The latest development on this front is that the NDP - once the strongest supporter of climate action, including a carbon tax - has decided that support for a Canadian climate tax is no longer politically palatable, and should be done away with. They still want to do SOMETHING to combat climate change, they're just not sure what yet. This is coming from the federal NDP (which seems to have completely lost its way under Jagmeet Singh), and the BC NDP under David Eby (likewise). (BC, under its then Liberal government, established Canada's first ever carbon tax back in 2008, and it has been quite successful ever since. Wab Kinew, Manitoba's new NDP premier has also made it clear he would like to see the carbon tax gone. 

(The Conservatives have never made any pretence about caring about climate change, so they are not relevant to this particular conversation.)

So, how did this turnaround happen?

Tony Keller in the Globe and Mail has a theory, and it seems as good as any. Essentially, it boils down to transparency and visibility. The carbon tax is relatively visible: you can SEE the price of gas increase as the tax increases. This should be a good thing, you would think. Indeed, that is the whole point of a carbon tax: people need to see the real cost of their oil and gas fixation, otherwise they will never change their behaviour. But it turns out that people don't like to actually see things costing them more, and this seems to apply even when they are receiving a (poorly publicized) rebate to offset those higher costs.

Interestingly, Quebec - which has the only cap-and-trade system in Canada, rather than a consumer carbon tax - is just about the only province where people are not complaining. Their prices are still higher as a result of their particular climate change solution (and they don't even receive a government rebate), but it's not so clear and obvious. Ignorance is bliss, I guess?

So, faced with the prospect of voter unrest, this new generation of politicians chooses pragmatism over principle, abandoning long-held beliefs in the forlorn hope of earning a few more votes. (But who is going to respect a party that bends and sways in whatever political breeze happens to be blowing?) To their credit, the Liberals are the only major party - sorry, Green Party! - that seems willing to stick to their principles, come what may, and look where that has left them!

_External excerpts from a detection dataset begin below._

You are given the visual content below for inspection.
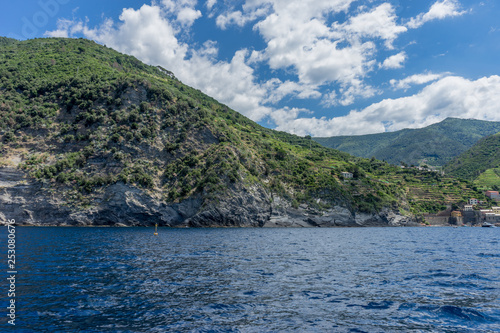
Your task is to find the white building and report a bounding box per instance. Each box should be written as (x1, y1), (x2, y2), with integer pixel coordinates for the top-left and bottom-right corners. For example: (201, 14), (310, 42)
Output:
(464, 205), (474, 212)
(469, 198), (479, 206)
(342, 172), (354, 179)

So, rather than choosing a more fuel-efficient car as the price of carbon increases, it seems people are more likely to look to a different government instead, a less pro-carbon tax one that will save them a few bucks here and there. Or not: they don't seem to understand that, without a carbon tax, they will also have to forego their countervailing quarterly rebate.

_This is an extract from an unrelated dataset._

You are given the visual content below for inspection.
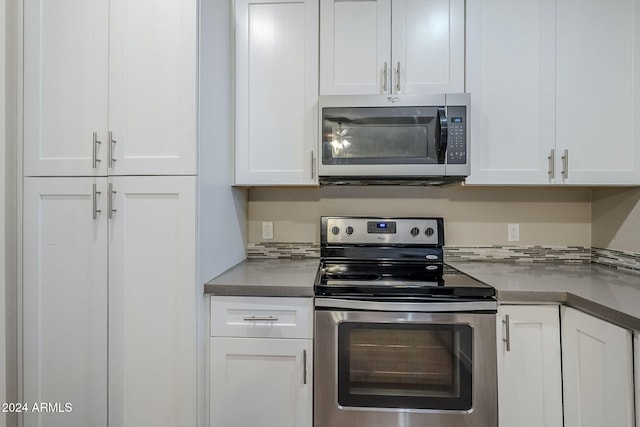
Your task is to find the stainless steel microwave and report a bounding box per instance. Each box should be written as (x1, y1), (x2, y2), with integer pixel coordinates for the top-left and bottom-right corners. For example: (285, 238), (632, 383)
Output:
(318, 93), (470, 185)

And the Conservatives, and now the NDP, seem willing to humour them in their delusion. Neither party has yet offered a viable and effective alternative to putting a price on carbon, but that doesn't seem to worry them. They are way too busy fixating on power, and how to get it. They are so anxious to be seen to be pandering to their core constituency that they are willing to sell their soul in the process.

There is no pain-free, cost-free way of reducing greenhouse gas emissions, but the carbon tax we have is the closest thing to that. And if Mr. Singh is concerned that "working people" (what ever he means by that) are bearing too much of the burden of it, he is wrong and should know better: low-income households are net beneficiaries of the carbon tax and its related rebate, and it is higher-income households that, because of their lifestyle, actually do bear a net cost.